Once the customer has indicated the upload succeeded, validate the contents of the bucket to ensure everything is there:

  • primary.sql
  • codeintel.sql
  • codeinsights.sql
  • summary.json

Audit logs are generated for bucket access in the project’s logs, under log entries with @type: "type.googleapis.com/google.cloud.audit.AuditLog".

Reset databases

First, prepare the Cloud database for import:

gcloud components install cloud_sql_proxy

Get the following data from the Cloud v1.1 instance created in deploy-sourcegraph-managed:

# from GCP project
export TARGET_INSTANCE_PROJECT="sourcegraph-managed-migration"
export TARGET_INSTANCE_DB="main-47cc60a2"
# in deployment dir
export INSTANCE_ADMIN_PASSWORD=$(terraform show -json | jq -r '.values.root_module.child_modules[].resources[] | select(.address == "module.managed_instance.random_password.db_main_admin_password") | .values.result')
# from migration resources output
export DB_DUMP_BUCKET=""

Then in cloud-data-migrations, drop all database contents:

cmd/cdi/recreate_dbs.sh

Import databases

Ensure databases have been reset.
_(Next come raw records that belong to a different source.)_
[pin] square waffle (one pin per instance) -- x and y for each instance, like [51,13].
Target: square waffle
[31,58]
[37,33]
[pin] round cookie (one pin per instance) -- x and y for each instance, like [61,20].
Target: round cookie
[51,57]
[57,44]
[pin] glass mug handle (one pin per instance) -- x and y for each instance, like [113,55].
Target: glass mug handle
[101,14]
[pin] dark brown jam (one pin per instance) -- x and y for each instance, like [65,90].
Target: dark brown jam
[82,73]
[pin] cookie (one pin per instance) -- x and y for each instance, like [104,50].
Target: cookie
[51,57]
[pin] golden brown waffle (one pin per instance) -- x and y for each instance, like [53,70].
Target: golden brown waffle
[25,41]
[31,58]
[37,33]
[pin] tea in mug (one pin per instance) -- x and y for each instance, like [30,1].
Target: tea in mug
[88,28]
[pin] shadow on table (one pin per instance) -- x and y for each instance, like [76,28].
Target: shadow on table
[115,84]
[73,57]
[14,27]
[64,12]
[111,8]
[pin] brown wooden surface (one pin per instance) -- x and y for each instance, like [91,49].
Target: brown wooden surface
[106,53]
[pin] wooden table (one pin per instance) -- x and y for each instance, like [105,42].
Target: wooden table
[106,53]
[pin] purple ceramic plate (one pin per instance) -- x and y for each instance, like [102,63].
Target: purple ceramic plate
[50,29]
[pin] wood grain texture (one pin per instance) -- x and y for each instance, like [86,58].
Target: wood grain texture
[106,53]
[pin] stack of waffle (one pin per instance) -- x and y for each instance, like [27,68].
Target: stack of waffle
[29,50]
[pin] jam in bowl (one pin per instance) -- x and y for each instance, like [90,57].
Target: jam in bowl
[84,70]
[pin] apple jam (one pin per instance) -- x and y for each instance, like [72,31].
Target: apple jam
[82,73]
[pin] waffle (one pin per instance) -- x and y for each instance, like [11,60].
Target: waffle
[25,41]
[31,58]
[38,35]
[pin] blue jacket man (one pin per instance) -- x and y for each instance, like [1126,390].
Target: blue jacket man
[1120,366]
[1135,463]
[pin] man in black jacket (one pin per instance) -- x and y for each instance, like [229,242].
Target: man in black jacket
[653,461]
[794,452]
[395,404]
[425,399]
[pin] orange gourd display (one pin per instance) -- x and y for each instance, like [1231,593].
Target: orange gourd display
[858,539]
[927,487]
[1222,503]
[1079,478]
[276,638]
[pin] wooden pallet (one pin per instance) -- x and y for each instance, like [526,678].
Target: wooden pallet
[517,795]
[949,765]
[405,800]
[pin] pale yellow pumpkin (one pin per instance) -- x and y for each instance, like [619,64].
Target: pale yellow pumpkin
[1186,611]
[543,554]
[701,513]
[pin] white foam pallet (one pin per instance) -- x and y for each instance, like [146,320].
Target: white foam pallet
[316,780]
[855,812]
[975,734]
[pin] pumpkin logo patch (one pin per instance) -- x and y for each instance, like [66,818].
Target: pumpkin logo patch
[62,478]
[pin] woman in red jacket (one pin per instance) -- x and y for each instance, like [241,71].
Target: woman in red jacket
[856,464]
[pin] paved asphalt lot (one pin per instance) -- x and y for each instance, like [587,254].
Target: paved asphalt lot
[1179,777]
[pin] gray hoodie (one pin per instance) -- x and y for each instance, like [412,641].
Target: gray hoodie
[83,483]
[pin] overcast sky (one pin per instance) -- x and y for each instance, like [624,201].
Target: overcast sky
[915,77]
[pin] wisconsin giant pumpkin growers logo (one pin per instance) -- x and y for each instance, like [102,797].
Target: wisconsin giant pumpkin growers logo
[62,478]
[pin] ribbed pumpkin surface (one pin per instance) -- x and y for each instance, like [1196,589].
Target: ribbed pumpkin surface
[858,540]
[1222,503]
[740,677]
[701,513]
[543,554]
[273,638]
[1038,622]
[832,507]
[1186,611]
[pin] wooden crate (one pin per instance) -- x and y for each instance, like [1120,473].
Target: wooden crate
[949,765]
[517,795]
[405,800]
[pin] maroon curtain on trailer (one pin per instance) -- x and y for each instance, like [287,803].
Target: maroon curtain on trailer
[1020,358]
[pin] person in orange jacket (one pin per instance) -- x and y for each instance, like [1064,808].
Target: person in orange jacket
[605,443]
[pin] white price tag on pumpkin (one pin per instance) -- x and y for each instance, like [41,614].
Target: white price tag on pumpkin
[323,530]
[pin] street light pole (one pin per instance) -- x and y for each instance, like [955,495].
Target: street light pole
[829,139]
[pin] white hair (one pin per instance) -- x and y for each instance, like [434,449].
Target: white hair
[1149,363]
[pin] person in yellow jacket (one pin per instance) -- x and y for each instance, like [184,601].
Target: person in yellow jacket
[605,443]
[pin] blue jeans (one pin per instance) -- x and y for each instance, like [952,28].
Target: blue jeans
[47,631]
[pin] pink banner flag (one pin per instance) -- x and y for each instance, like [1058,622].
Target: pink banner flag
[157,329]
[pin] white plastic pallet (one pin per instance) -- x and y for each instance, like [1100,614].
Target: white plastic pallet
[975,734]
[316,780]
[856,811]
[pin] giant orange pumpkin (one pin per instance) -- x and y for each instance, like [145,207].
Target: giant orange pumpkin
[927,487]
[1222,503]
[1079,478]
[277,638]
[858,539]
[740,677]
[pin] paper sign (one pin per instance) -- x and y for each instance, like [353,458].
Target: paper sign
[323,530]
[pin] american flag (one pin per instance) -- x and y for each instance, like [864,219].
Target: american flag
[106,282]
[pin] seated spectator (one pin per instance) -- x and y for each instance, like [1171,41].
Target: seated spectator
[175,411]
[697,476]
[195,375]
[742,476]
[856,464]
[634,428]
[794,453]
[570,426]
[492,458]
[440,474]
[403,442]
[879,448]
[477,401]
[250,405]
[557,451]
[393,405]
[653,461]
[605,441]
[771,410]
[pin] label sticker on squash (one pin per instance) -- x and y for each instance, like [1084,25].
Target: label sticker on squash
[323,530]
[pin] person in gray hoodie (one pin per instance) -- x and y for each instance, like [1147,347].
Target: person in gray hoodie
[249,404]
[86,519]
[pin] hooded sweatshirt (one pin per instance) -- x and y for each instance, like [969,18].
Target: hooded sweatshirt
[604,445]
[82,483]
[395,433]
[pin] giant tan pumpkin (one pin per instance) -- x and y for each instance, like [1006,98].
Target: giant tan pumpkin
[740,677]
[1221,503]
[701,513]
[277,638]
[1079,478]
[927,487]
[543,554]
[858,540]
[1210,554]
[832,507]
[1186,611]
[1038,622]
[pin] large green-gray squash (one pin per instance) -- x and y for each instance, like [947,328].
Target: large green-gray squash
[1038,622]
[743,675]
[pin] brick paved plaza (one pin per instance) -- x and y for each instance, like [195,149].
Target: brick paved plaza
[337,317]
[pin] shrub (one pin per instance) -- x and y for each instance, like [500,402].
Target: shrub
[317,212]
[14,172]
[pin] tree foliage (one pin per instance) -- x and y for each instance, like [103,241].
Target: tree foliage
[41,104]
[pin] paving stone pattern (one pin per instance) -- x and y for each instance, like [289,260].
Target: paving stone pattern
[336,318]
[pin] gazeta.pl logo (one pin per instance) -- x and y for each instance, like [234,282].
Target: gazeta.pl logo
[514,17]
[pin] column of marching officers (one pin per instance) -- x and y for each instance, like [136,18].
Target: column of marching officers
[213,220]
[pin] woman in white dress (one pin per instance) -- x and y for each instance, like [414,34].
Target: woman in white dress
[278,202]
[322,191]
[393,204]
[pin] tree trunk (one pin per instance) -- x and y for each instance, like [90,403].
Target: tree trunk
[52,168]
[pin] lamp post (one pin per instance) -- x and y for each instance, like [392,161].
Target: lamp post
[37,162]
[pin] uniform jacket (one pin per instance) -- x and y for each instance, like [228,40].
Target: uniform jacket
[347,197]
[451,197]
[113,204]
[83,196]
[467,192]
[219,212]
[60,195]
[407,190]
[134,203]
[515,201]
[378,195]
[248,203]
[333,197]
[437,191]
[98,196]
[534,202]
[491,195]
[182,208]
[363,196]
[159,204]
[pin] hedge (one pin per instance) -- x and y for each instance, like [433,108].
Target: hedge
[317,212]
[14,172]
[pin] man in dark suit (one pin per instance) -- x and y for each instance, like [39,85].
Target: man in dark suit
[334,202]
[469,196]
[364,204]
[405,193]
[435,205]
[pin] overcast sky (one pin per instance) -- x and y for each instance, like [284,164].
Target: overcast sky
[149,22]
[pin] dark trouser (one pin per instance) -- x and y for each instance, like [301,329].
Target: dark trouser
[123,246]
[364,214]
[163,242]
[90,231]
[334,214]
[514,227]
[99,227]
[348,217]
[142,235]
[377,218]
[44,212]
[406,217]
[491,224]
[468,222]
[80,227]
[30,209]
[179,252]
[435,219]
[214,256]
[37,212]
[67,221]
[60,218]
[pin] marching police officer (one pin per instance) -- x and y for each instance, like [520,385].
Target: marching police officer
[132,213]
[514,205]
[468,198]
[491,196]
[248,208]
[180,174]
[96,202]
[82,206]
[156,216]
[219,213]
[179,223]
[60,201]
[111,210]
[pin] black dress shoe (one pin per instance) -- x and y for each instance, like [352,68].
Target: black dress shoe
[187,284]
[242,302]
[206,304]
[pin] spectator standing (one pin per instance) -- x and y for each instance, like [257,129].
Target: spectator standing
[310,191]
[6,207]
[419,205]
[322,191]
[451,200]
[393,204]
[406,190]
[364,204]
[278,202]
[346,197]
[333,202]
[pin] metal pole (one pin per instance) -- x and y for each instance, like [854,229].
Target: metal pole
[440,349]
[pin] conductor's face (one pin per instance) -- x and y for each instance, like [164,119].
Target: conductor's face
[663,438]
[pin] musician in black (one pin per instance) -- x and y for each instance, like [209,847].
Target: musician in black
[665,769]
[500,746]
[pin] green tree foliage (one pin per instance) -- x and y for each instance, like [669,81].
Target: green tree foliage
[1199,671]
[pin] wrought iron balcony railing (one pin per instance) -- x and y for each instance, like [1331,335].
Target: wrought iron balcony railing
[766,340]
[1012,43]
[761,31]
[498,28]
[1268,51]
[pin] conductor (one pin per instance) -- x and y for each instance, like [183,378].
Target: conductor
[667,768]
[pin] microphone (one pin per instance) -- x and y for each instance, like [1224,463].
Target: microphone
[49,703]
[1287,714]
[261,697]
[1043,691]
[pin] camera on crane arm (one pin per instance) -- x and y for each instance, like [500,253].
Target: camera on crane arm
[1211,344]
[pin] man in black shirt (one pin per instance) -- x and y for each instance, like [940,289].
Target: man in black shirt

Then, one by one, import each database from the bucket the customer has uploaded to:

gcloud --project $TARGET_INSTANCE_PROJECT sql import sql $TARGET_INSTANCE_DB gs://$DB_DUMP_BUCKET/primary.sql --database=pgsql
gcloud --project $TARGET_INSTANCE_PROJECT sql import sql $TARGET_INSTANCE_DB gs://$DB_DUMP_BUCKET/codeintel.sql --database=codeintel-db
gcloud --project $TARGET_INSTANCE_PROJECT sql import sql $TARGET_INSTANCE_DB gs://$DB_DUMP_BUCKET/codeinsights.sql --database=codeinsights-db

Upgrade databases

Start the database proxy on the instance:

mi ssh-exec 'cd /deployment/docker-compose && docker-compose up -d cloud-sql-proxy'

If the imported version is less than 2 versions behind Cloud, then you should be able to simply run the migrator:

mi ssh-exec 'cd /deployment/docker-compose && docker-compose up migrator'

Otherwise, you may need to run a multi-version upgrade:

mi ssh-exec 'cd /deployment/docker-compose && docker run --env-file .env --network docker-compose_sourcegraph sourcegraph/migrator:$TO upgrade -from=$FROM -to=$TO'

Spin up instance

If all upgrades succeed, spin up the instance:

mi ssh-exec 'cd /deployment/docker-compose && docker-compose up -d'

Sync configuration:

mi init-instance

Run a health check:

mi check --executors

Run an acceptance test using the downloaded summary.json from the snapshot bucket:

src login # to the instance
src snapshot test -snapshot-summary="./summary.json"

Remove the migration notice that was added previously.